New and Upcoming Technologies
Life Technologies launched a new digital and real-time PCR system, called the QuantStudio 12K Flex, in October. It is compatible with OpenArray Digital PCR plates and runs four of them at once rather than three.
The instrument does traditional qPCR using four additional types of formats, including 96-well and 384-well plates. Someone doing traditional qPCR on the 384-well plates could process a second set of samples using the digital PCR plates as a way of getting the precise copy number, notes Vanee Pho, product manager for the OpenArray instrument line.

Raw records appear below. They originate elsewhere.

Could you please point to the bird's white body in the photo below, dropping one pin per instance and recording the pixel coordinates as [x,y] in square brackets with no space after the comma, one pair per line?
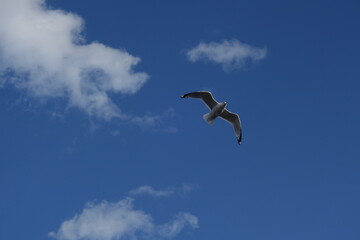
[217,110]
[214,113]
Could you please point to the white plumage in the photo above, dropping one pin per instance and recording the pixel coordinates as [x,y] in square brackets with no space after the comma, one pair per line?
[217,110]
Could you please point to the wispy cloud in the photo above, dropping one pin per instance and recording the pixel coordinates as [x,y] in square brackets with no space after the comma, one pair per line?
[44,52]
[117,221]
[148,190]
[230,54]
[182,190]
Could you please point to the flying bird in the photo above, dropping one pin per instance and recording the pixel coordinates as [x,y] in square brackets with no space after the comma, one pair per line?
[217,110]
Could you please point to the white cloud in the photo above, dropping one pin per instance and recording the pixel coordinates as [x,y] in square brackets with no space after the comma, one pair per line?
[117,221]
[43,51]
[148,190]
[230,54]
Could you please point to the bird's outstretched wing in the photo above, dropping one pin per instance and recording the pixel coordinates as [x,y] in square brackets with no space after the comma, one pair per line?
[206,97]
[234,120]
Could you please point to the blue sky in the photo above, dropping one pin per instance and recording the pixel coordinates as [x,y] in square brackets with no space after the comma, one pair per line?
[96,143]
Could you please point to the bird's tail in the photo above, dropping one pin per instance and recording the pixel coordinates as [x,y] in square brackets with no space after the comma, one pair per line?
[209,119]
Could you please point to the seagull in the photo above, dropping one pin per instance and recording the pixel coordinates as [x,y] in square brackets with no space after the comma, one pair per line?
[217,110]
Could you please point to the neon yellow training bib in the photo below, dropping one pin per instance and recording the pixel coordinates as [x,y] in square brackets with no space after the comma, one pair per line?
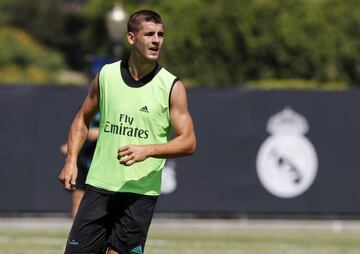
[132,112]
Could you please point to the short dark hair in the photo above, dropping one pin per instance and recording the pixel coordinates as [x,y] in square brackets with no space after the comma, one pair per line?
[141,16]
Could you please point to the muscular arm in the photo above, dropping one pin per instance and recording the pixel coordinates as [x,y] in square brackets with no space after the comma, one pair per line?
[184,142]
[77,135]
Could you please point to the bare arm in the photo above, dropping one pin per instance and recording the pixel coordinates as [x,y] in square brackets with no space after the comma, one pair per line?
[184,142]
[77,135]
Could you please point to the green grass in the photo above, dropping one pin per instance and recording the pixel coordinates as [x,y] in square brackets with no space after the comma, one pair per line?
[188,238]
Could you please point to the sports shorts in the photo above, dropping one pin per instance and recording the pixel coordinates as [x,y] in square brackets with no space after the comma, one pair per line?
[117,220]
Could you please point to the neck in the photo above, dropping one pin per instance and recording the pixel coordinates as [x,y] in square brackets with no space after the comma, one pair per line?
[140,68]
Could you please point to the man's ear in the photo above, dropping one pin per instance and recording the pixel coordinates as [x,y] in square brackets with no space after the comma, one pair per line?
[130,37]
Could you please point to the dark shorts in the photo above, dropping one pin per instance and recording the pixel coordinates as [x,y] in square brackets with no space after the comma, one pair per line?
[120,221]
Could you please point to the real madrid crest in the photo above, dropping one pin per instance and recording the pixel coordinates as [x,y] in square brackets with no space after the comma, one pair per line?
[287,162]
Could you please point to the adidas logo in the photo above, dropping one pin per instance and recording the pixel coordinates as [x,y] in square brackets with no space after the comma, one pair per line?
[144,109]
[137,250]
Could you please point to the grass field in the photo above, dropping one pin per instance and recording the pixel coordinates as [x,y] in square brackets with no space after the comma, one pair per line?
[185,236]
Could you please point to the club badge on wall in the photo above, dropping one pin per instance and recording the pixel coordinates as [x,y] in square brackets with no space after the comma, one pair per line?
[287,162]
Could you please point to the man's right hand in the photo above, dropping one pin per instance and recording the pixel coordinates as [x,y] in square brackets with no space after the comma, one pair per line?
[68,176]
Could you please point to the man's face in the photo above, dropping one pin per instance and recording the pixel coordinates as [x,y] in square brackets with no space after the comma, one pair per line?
[148,40]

The cost ranges from $90K–$190K, which includes software and the block that holds digital plates (not the plates themselves). Life Technologies is lining up test users for the instrument.
Massachusetts-based RainDance Technologies plans to release a droplet-based digital PCR instrument in 2012. The system will come with a droplet generator and detector. The company claims to be able to divide one sample into 10 million picoliter-scale droplets. Although RainDance has not set a price, it anticipates the instrument will run around $100,000, or similar to a high-end qPCR system.
“Unlike the [Bio-Rad] system, our system seals up the sample in a pre-PCR environment so that when it’s transferred into the post-PCR environment there’s no chance of having any amplicon contamination or cross-contamination between samples,” says Andy Watson, vice president and chief marketing officer at RainDance.
Correction: In the original article it was incorrectly stated that a thermocycler will be included as part of the RainDance Technologies digital PCR system planned for release in 2012. The Scientist regrets the error.